In his introduction to the timely and important book “By Faith Alone” David Wells writes:
In the sixteenth century, Luther stood his ground where Paul, many centuries earlier, had done so. Despite the light that the New Perspective claims to have cast on Paul’s doctrine, I am still persuaded that Luther actually got it right and that Paul thought about justification as the church, following Luther, has always judged that he did and not as the New Perspective now imagines. The Judaizers then and the medieval in Luther’s day alike thought that by the keeping of the law, salvation could be merited. Paul first, then Luther later, rejected this, and Luther rejected it because Paul had done so. The reason, quite simply, was their far deeper, far more realistic, and, indeed, far more biblical reckoning with the depths of human sin, its pervasiveness, and the innate corruption it has wrought throughout human nature. How, then, are humans to render up an obedience to the law which is not itself corrupt? The apple of our best works, while rosy and attractive on the outside, is always inhabited by a worm that has destroyed it from within.

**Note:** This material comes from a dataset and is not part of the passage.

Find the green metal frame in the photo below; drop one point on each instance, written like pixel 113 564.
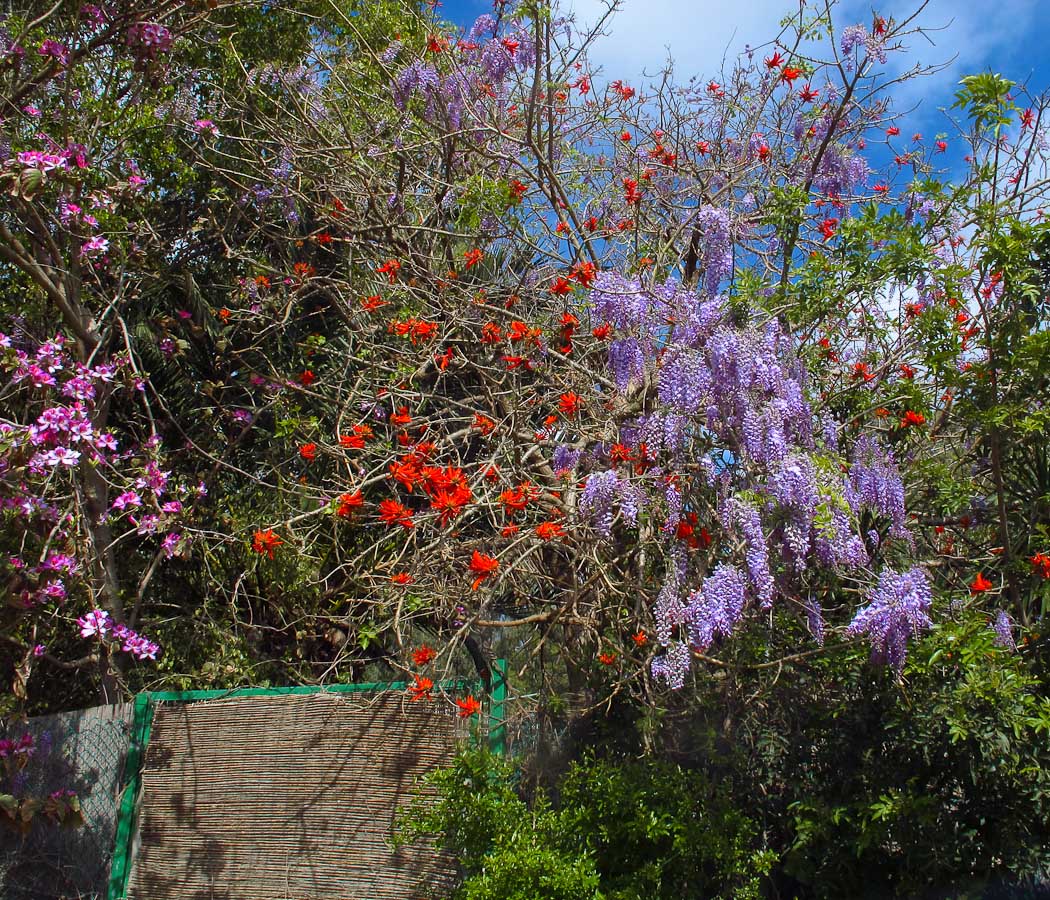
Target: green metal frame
pixel 120 871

So it was that Paul, and indeed the New Testament, led us to see that we contribute nothing ot our salvation except, as Archbishop William Temple would later say, the sin from which we need to be redeemed. We are as paupers who stand empty-handed and gratefully accept whatever kindness is offered to us. That kindness comes in the form of Christ’s substitution on our behalf, in our place, dying the death that we deserve, bearing in himself God’s righteous judgment for our sin, and clothing us in a righteousness not our own. That is the New Testament gospel. That is what Paul calls God’s ‘inexpressible gift,’ one received by the empty hand of faith alone, and that has always been the evangelical message. Believing this gospel, believing in its New Testament formulation, is what evangelicalism has always been about.
In the last few decades however, a second church constituency has been emerging, first in America, and now, like so many other things American, it is being exported overseas. It is made up of a generation of pragmatists, initially Baby Boomers but now spilling out generationally, who have lived off this reformational understanding as does a parasite off its host, separate but surreptitiously using its life and slowly bringing about the death of its host. These pragmatic entrepreneurs, these salesmen of the gospel, may not always deny reformational understanding overtly, but even if they do not, they always hide it from view. They shuffle off this orthodoxy into a corner where they hope it will not be noticed. To the seekers who are so sensitive and who are their target audience, this orthodoxy would be quite incomprehensible, not to say off-putting. So, it is covered up because it is judged to be irrelevant to what is of interest to them and to those who are in the business of selling Christianity; it is likewise judged to be irrelevant to their work.